Dubbed Crames, for Compressed RAM for Embedded Systems, the memory doubler partitions existing RAM into a solid-state disk that has two-time compression with minimal latency. Crames will be unveiled in an NEC smart cellphone to be introduced in Japan this fall.
"We were told that it was impossible to compress data in RAM without unacceptable levels of latency," said electrical engineer Robert Dick, a professor at Northwestern University (Evanston, Ill.). "But Crames does just that. With software alone it can compress 60 percent of your memory, leaving 40 percent uncompressed and only introduce about 2.1 percent latency."
Latency for most computers is a measure of the time hard drives take to locate and load data into RAM. But Crames partitions an embedded application's RAM into compressed and uncompressed pages, relying on programming techniques to avoid latency.
By configuring the compressed RAM as an attached solid-state disk, the compressed memory block can be routed through a device driver algorithm to transparently compress and decompress pages. The size of both code and data are equally reduced by the process.
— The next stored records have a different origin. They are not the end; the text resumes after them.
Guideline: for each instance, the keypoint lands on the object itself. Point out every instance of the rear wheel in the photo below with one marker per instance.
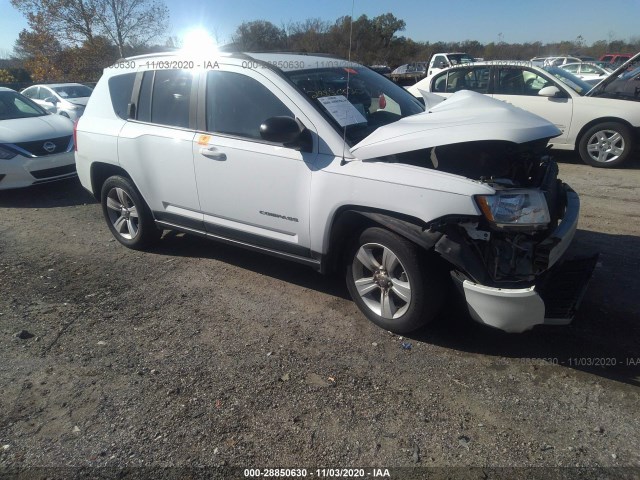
(606, 145)
(127, 215)
(386, 278)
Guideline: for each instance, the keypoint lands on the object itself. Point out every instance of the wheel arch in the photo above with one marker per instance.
(596, 121)
(349, 220)
(99, 174)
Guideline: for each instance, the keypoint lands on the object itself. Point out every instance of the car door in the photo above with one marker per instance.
(520, 86)
(155, 147)
(251, 190)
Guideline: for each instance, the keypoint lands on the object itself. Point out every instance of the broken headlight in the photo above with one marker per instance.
(526, 208)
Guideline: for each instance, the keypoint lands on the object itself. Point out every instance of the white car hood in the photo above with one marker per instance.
(466, 116)
(78, 101)
(18, 130)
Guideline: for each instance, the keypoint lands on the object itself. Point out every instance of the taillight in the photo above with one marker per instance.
(75, 136)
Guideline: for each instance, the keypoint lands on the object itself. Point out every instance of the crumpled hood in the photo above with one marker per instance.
(18, 130)
(465, 116)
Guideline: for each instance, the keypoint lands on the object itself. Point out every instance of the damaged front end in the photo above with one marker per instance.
(509, 259)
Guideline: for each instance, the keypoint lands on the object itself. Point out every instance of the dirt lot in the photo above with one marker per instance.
(202, 355)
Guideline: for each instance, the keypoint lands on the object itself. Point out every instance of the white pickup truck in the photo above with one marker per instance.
(440, 61)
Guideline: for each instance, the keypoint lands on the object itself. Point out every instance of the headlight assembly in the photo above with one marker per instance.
(525, 208)
(6, 154)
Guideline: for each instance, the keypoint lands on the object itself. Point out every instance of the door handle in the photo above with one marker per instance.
(213, 153)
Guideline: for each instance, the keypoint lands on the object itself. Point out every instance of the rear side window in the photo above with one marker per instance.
(238, 104)
(120, 88)
(171, 97)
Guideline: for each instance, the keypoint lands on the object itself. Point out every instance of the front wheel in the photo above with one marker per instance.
(127, 214)
(606, 145)
(386, 278)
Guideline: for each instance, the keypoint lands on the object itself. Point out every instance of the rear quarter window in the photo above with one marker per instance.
(120, 89)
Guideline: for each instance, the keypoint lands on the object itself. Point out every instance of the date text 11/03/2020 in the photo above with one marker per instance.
(317, 472)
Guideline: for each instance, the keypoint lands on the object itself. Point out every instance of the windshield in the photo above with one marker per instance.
(13, 105)
(369, 102)
(73, 91)
(460, 58)
(570, 80)
(630, 73)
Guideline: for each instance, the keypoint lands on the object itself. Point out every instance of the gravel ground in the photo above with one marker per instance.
(199, 355)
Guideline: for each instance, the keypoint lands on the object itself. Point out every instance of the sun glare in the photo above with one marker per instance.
(198, 40)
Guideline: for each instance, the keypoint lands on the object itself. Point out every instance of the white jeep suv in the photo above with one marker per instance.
(324, 162)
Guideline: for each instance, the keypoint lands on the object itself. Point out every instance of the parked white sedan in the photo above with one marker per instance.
(35, 146)
(66, 99)
(603, 130)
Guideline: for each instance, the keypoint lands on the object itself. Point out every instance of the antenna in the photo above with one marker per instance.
(344, 131)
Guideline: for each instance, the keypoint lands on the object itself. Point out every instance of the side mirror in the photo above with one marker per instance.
(288, 131)
(550, 91)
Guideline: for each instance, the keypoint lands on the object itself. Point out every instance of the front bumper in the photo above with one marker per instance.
(21, 171)
(552, 299)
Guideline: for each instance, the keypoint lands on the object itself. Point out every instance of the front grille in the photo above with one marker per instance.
(563, 290)
(54, 172)
(37, 149)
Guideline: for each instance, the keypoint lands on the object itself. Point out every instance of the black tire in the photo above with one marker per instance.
(380, 294)
(606, 145)
(127, 215)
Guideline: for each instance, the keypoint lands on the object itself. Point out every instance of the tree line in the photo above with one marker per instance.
(74, 40)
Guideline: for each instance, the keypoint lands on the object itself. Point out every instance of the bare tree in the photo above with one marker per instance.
(131, 23)
(72, 21)
(127, 23)
(259, 35)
Dick credits his graduate student Lei Yang with reducing the latency of the Crames algorithm. "Lei Yang's compression algorithm is a heroic effort, reducing data to less than half its original size with very little latency," said Dick. "It's like putting twice as much memory in your device without increasing its cost or power consumption."
Dick's team also included NEC Labs America researchers Haris Lekatsas and Srimat Chakradhar.
NEC Labs researchers came up with the idea of making compression an operating system function in 2004. Northwestern and NEC have filed a joint patent application covering the Crames algorithm and plan to license it to other companies.